Officials hoped to reopen the lanes Friday morning, but it will take much longer to fully understand what happened and why, Wojas said.
"This investigation will take several weeks, if not months, to complete," she said.
Officials have removed the last vehicle involved in the wreck, CNN affiliate WLS reported.
Also, propane shortages across the country are causing prices to spike, pinching consumers looking to keep ahead of bitter cold winter weather in many places.
"We have double blankets on the beds, the couch, the kids' beds.
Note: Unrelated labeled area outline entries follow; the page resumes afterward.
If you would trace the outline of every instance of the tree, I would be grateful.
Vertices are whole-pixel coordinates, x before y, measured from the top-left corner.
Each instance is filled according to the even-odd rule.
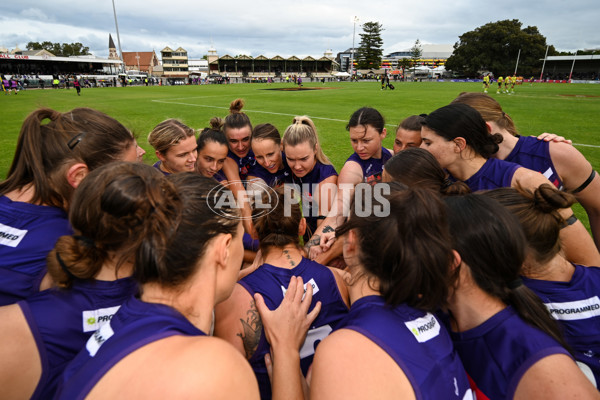
[[[490,22],[466,32],[454,44],[454,52],[446,68],[461,75],[478,77],[484,71],[495,76],[512,75],[519,50],[517,73],[523,76],[539,74],[541,59],[546,53],[546,38],[535,26],[521,29],[517,19]],[[548,54],[554,54],[550,46]]]
[[[383,27],[379,22],[365,22],[362,25],[363,33],[360,35],[360,43],[357,49],[358,68],[379,69],[381,57],[383,56],[383,39],[381,31]]]
[[[413,74],[415,73],[415,67],[417,66],[417,61],[423,55],[423,49],[421,48],[421,41],[417,39],[415,41],[415,45],[410,49],[410,58],[412,60],[413,65]]]
[[[52,43],[49,41],[29,42],[27,50],[47,50],[57,57],[81,56],[90,54],[90,49],[79,42],[75,43]]]

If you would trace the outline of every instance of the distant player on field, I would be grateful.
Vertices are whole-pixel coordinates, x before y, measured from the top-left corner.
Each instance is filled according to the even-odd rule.
[[[487,90],[490,88],[490,76],[486,74],[483,76],[483,93],[487,93]]]
[[[500,93],[502,91],[502,82],[504,82],[504,78],[499,76],[498,77],[498,90],[496,90],[496,93]]]

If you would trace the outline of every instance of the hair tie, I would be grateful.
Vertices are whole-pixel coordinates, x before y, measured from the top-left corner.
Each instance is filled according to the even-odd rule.
[[[448,189],[452,183],[453,182],[450,180],[450,178],[444,178],[444,181],[442,182],[442,189]]]
[[[65,274],[67,274],[67,276],[71,279],[77,279],[77,277],[75,275],[73,275],[73,273],[71,271],[69,271],[69,268],[67,267],[67,265],[65,264],[65,262],[62,260],[60,254],[58,253],[58,251],[56,252],[56,261],[58,261],[58,264],[60,265],[60,267],[62,268],[63,271],[65,271]]]
[[[523,280],[521,278],[517,278],[512,282],[508,282],[508,288],[510,290],[515,290],[516,288],[518,288],[519,286],[521,286],[523,284]]]
[[[87,236],[73,235],[73,239],[83,242],[83,244],[86,245],[87,247],[95,247],[96,246],[96,243],[94,243],[94,241]]]

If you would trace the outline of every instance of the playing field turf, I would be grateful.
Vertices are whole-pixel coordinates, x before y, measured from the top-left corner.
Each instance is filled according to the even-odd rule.
[[[346,123],[362,106],[378,109],[386,118],[392,147],[395,126],[412,114],[429,113],[448,104],[463,91],[481,91],[480,83],[396,82],[396,90],[380,90],[377,82],[305,83],[291,89],[291,83],[232,84],[200,86],[150,86],[125,88],[26,90],[18,95],[1,95],[0,177],[4,178],[14,155],[17,136],[25,116],[37,107],[68,111],[92,107],[122,122],[146,149],[146,162],[156,161],[146,137],[167,118],[178,118],[201,129],[211,117],[225,117],[235,98],[246,102],[244,111],[253,124],[269,122],[283,134],[296,115],[308,115],[315,122],[322,147],[336,168],[352,153]],[[319,90],[317,90],[319,89]],[[322,89],[322,90],[321,90]],[[514,95],[490,95],[502,104],[524,135],[553,132],[572,139],[594,168],[600,170],[600,84],[525,83]],[[577,212],[581,217],[582,213]]]

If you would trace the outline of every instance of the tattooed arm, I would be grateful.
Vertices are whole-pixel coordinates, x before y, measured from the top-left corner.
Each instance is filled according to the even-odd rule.
[[[254,299],[241,285],[215,307],[214,335],[231,343],[247,359],[252,357],[262,333]]]
[[[249,360],[258,347],[260,334],[262,332],[262,322],[254,300],[250,301],[250,309],[246,311],[246,319],[240,318],[242,332],[236,333],[242,339],[246,358]]]

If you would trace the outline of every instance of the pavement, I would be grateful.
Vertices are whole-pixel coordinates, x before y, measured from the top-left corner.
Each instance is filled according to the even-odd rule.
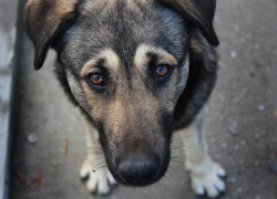
[[[277,2],[217,4],[220,69],[204,129],[212,157],[228,172],[220,199],[277,199]],[[22,25],[19,30],[23,32]],[[86,154],[84,127],[52,73],[55,55],[51,52],[44,67],[34,71],[32,44],[25,34],[19,42],[10,199],[196,199],[178,163],[153,187],[117,186],[107,197],[91,196],[79,178]],[[28,142],[30,136],[35,144]],[[17,170],[27,181],[42,172],[41,186],[24,187]]]

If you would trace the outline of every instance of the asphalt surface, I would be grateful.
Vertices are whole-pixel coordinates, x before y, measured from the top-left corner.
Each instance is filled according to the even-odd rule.
[[[277,199],[277,2],[218,0],[217,4],[220,69],[205,108],[204,129],[212,157],[228,172],[220,198]],[[32,44],[22,27],[19,31],[10,198],[100,199],[79,178],[86,154],[84,127],[52,73],[54,53],[41,71],[33,71]],[[28,143],[30,134],[37,144]],[[63,155],[65,139],[69,150]],[[171,166],[168,177],[156,186],[117,186],[105,198],[195,199],[184,166]],[[16,170],[27,181],[42,172],[41,186],[25,188]]]

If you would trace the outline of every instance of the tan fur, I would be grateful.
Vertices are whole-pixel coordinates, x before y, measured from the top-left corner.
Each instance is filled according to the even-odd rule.
[[[81,71],[81,76],[86,76],[89,73],[95,71],[95,64],[101,59],[105,61],[104,66],[110,71],[112,71],[114,75],[119,73],[120,59],[117,54],[111,49],[105,49],[101,51],[101,53],[98,56],[95,56],[94,59],[90,60],[88,63],[84,64]]]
I don't know what else to do," said Sandy DeHorn, who said prices for propane rose from $2.69 to $5 in one day.
"How can that happen?" she said.
Alabama's governor declared a state of emergency related to propane sales, activating the state's price-gouging law.
The law doesn't set a specific limit for prices but says anything more than 25 percent above the average price over the last month represents illegal "unconscionable pricing."
More than 12 million U.S. households use propane to keep warm, according to an industry trade group. Supplies are short because of increased demand due to the cold weather and increased usage by corn farmers last fall, who used extra propane to dry a bumper crop of corn.